Dr Jeroen van der Heijden (1977) is Associate Professor at the ANU’s School of Regulation and Global Governance (RegNet), and Associate Professor at the University of Amsterdam’s Law School. He received his PhD in Public Administration (highest honours) in 2009, and his MSc in Architecture (high distinction) in 2002, both from the Delft University of Technology, the Netherlands.
Jeroen works at the intersections of regulation and governance, policy change, and urban development and transformation. His research aims to improve local, national and international outcomes of urban governance on some of the most pressing challenges of our time: climate change, energy and water use, and a growing and increasingly urbanising world population. Through his work Jeroen seeks to inform ongoing academic debates on these challenges, as well as to provide hands-on lessons to policy makers and practitioners on how to govern urban sustainability and resilience on a day to day basis.
He has a track record of outstanding publications. Over the last decade, he has published four books (and a fifth is forthcoming with Cambridge University Press in 2017: Voluntary Programs for Sustainable Buildings and Cities) and over 40 articles in peer-reviewed journals. He has also published a series of over 50 articles, book chapters and positioning papers for a policy and practitioner audience.

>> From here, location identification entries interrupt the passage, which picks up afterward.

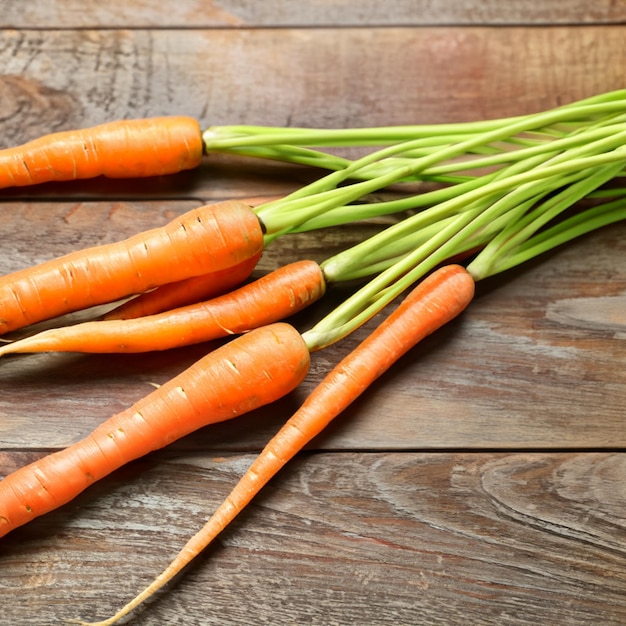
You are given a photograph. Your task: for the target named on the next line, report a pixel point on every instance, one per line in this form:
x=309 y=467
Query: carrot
x=121 y=149
x=435 y=301
x=182 y=292
x=269 y=299
x=206 y=239
x=248 y=372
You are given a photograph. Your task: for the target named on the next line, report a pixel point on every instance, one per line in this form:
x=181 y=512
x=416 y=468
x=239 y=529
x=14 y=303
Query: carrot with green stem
x=185 y=248
x=439 y=298
x=413 y=247
x=234 y=379
x=170 y=144
x=433 y=303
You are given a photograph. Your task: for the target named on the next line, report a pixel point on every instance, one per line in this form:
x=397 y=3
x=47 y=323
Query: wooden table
x=482 y=480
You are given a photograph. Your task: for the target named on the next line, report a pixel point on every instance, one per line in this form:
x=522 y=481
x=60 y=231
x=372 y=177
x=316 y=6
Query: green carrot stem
x=510 y=240
x=226 y=137
x=571 y=228
x=282 y=215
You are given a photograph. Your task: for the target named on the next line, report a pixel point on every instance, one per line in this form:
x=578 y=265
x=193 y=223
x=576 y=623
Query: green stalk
x=510 y=239
x=289 y=213
x=224 y=138
x=576 y=177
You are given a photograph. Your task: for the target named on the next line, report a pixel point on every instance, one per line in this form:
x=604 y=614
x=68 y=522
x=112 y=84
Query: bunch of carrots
x=505 y=191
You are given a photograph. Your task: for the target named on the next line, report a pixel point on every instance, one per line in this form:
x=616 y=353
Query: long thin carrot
x=206 y=239
x=183 y=292
x=121 y=149
x=269 y=299
x=247 y=372
x=438 y=299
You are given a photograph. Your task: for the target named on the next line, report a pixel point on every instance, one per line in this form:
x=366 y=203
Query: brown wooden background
x=481 y=481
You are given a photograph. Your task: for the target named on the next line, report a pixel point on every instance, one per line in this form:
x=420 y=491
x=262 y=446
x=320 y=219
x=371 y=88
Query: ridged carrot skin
x=184 y=292
x=250 y=371
x=122 y=149
x=206 y=239
x=437 y=300
x=269 y=299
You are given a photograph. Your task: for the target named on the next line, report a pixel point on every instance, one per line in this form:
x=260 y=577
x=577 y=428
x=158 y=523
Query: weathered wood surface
x=243 y=13
x=480 y=481
x=392 y=538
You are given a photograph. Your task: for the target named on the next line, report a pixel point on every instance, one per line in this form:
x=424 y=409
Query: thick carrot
x=206 y=239
x=190 y=290
x=271 y=298
x=434 y=302
x=183 y=292
x=122 y=149
x=252 y=370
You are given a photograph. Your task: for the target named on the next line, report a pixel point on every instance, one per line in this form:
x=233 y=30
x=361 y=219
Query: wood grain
x=283 y=13
x=59 y=79
x=480 y=481
x=340 y=539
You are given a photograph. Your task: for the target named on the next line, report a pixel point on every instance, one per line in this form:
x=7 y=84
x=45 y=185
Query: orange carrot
x=122 y=149
x=252 y=370
x=269 y=299
x=206 y=239
x=190 y=290
x=183 y=292
x=437 y=300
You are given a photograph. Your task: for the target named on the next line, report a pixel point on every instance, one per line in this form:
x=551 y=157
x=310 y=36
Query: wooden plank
x=538 y=353
x=58 y=79
x=338 y=539
x=245 y=13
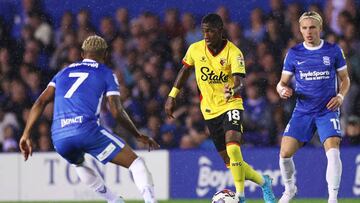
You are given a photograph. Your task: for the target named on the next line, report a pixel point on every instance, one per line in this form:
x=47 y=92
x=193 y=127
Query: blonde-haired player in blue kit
x=77 y=92
x=316 y=66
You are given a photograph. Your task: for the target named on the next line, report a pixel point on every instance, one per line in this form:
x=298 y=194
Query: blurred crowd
x=146 y=51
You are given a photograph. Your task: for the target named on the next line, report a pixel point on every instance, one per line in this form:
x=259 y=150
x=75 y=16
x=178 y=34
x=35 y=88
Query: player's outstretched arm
x=181 y=78
x=25 y=143
x=119 y=113
x=336 y=101
x=282 y=87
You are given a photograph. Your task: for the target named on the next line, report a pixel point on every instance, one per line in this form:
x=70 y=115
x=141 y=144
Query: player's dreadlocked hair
x=312 y=14
x=213 y=19
x=94 y=43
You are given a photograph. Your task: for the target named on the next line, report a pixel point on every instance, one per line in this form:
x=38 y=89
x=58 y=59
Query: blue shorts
x=303 y=126
x=102 y=145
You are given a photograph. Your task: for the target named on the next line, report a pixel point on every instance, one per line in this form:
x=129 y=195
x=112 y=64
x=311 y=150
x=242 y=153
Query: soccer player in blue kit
x=317 y=66
x=77 y=92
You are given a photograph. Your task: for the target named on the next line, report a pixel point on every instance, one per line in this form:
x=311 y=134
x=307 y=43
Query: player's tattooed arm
x=181 y=78
x=344 y=86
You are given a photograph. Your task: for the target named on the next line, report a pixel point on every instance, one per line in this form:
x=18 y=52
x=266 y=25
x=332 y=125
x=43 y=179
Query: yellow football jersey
x=212 y=73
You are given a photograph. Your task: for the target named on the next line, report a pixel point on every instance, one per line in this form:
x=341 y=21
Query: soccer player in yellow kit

Jeroen maintains an urban sustainability and resilience blog on which he regularly discusses his research findings (https://urbansustainabilityresilience.wordpress.com/).
In 2011, he was awarded a Netherlands Organisation for Scientific Research VENI grant for the period 2012-2015. In carrying out his VENI research project he has been studying over 60 voluntary programs for increased urban sustainability and resilience in Australia, India, Malaysia, the Netherlands, the United States and Singapore. The research builds on interviews with over 200 key-stakeholders belonging to these voluntary programs. In 2014, Jeroen was awarded an Australian Research Council DECRA grant to continue his work on governance for urban sustainability and resilience for the period 2015-2018. In 2016, Jeroen was awarded a Netherlands Organisation for Scientific Research VIDI grant for the period 2017-2022. The DECRA grant and VIDI grant will further strengthen Jeroen’s work on the intersection of cities, governance, and climate change.